俺様彼氏に気をつけて!?
「もしこのまま黙ってるようなら絶交するとこだったかも☆」

セリフの内容とは裏腹に明るく言う。

でも目が笑ってないから怖いよ!

「ごめんね佳奈、だから協力は出来ない」

「いいってことよ。親友と男の取り合いなんて青春っぽくて最高じゃない」

私の肩を叩いて優しく微笑んだ。

「ひなは悪いことしてないんだから、もっと堂々としなさい!」

「!……ありがとう」

「良かった。二人が喧嘩するんじゃないかって冷や冷やしてたの」

それまで黙って見守っていた水樹が口を開く。

正直私もそうなるかもって思ってた。

けどそうはならなかった。

佳奈はそんな人じゃない。

そのことは分かってたつもりでも、本当は分かってなかったのかもしれない。

だからビクビクしてた。

佳奈に嫌われるのが怖かった。

だって、大好きだから。

本当にありがとう佳奈。

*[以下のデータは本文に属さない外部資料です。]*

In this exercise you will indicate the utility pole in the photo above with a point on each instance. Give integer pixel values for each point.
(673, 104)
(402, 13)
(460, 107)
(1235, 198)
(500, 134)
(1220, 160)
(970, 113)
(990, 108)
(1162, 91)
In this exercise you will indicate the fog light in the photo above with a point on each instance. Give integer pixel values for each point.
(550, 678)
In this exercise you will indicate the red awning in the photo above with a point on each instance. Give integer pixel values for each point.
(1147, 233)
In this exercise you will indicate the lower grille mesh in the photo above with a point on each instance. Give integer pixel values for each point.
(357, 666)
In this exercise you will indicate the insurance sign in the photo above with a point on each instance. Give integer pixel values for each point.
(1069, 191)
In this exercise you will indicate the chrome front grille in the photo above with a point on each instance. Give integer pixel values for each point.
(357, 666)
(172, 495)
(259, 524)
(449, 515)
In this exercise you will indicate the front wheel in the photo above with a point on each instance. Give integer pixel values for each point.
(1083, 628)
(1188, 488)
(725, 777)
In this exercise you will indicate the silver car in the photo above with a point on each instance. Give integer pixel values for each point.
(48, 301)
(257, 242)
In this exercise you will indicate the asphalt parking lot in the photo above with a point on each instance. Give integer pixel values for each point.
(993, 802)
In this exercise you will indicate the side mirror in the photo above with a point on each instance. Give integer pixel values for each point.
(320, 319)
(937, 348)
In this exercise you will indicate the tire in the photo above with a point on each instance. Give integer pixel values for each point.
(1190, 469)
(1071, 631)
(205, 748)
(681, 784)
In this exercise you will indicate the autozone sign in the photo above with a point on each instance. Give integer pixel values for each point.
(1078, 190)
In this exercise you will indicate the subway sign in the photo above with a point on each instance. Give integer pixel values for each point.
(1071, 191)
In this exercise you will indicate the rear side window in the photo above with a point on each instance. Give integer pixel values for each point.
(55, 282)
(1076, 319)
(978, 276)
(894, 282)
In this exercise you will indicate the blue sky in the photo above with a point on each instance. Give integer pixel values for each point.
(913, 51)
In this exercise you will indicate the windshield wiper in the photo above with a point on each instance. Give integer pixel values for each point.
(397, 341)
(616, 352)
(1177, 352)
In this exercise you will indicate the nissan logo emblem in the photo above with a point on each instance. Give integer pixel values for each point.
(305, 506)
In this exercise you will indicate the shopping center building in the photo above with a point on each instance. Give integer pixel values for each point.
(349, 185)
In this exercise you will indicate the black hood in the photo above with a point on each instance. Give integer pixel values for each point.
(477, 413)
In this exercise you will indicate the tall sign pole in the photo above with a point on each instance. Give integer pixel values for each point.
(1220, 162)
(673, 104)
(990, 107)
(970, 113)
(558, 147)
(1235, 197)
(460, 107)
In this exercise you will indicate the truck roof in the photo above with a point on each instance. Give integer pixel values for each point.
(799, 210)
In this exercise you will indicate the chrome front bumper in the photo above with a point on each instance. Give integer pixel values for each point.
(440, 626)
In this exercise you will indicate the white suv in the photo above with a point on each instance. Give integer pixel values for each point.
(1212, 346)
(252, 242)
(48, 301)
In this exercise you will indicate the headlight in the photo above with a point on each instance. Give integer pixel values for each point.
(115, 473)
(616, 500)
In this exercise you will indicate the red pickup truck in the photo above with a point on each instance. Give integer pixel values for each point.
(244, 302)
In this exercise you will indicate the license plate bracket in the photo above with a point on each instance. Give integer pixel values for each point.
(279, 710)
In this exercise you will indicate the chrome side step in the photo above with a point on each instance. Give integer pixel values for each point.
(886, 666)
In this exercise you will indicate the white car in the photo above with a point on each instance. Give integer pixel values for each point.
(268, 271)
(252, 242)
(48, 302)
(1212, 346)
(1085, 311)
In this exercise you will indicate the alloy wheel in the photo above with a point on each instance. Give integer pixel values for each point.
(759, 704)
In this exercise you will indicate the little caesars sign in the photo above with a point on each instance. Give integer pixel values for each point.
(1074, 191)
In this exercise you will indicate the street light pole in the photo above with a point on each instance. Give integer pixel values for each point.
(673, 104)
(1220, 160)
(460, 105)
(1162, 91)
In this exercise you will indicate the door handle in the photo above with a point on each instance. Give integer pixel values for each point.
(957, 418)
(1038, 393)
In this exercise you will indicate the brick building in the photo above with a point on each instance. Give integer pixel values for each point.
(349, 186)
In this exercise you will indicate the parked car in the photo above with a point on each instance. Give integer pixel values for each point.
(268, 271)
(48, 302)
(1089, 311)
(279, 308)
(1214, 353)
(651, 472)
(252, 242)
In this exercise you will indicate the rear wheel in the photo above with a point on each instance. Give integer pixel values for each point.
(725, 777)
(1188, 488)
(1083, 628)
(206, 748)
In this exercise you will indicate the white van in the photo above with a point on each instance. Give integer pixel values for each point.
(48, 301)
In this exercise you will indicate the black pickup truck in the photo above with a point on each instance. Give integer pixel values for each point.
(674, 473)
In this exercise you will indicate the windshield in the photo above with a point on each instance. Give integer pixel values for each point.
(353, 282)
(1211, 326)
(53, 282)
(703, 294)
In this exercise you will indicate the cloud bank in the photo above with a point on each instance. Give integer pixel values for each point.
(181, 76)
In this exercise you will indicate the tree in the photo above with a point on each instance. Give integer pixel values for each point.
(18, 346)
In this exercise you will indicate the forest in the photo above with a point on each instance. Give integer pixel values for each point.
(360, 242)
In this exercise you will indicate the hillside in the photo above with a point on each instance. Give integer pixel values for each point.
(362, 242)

そして水樹。

「これからひなとはライバルかぁ!負けないからね!!」

「臨むところよ!」

そして私たちの戦いの日々は幕を開けた。

と言ってもほとんどいつも通りなんだけどね。

とにかく、これからは千晶の本当の彼女になれるように頑張らなくちゃ。

きっと千晶は私のことなんて何とも思ってない。

だから気長に片想いしていくんだ。

焦らなくていい。

ゆっくり、少しずつ、私のことを知ってもらえばそれでいい。

そしていつか、この気持ちを伝えるから。

千晶……どうかそれまで待っていて。

どうか私のこと忘れないでいて――。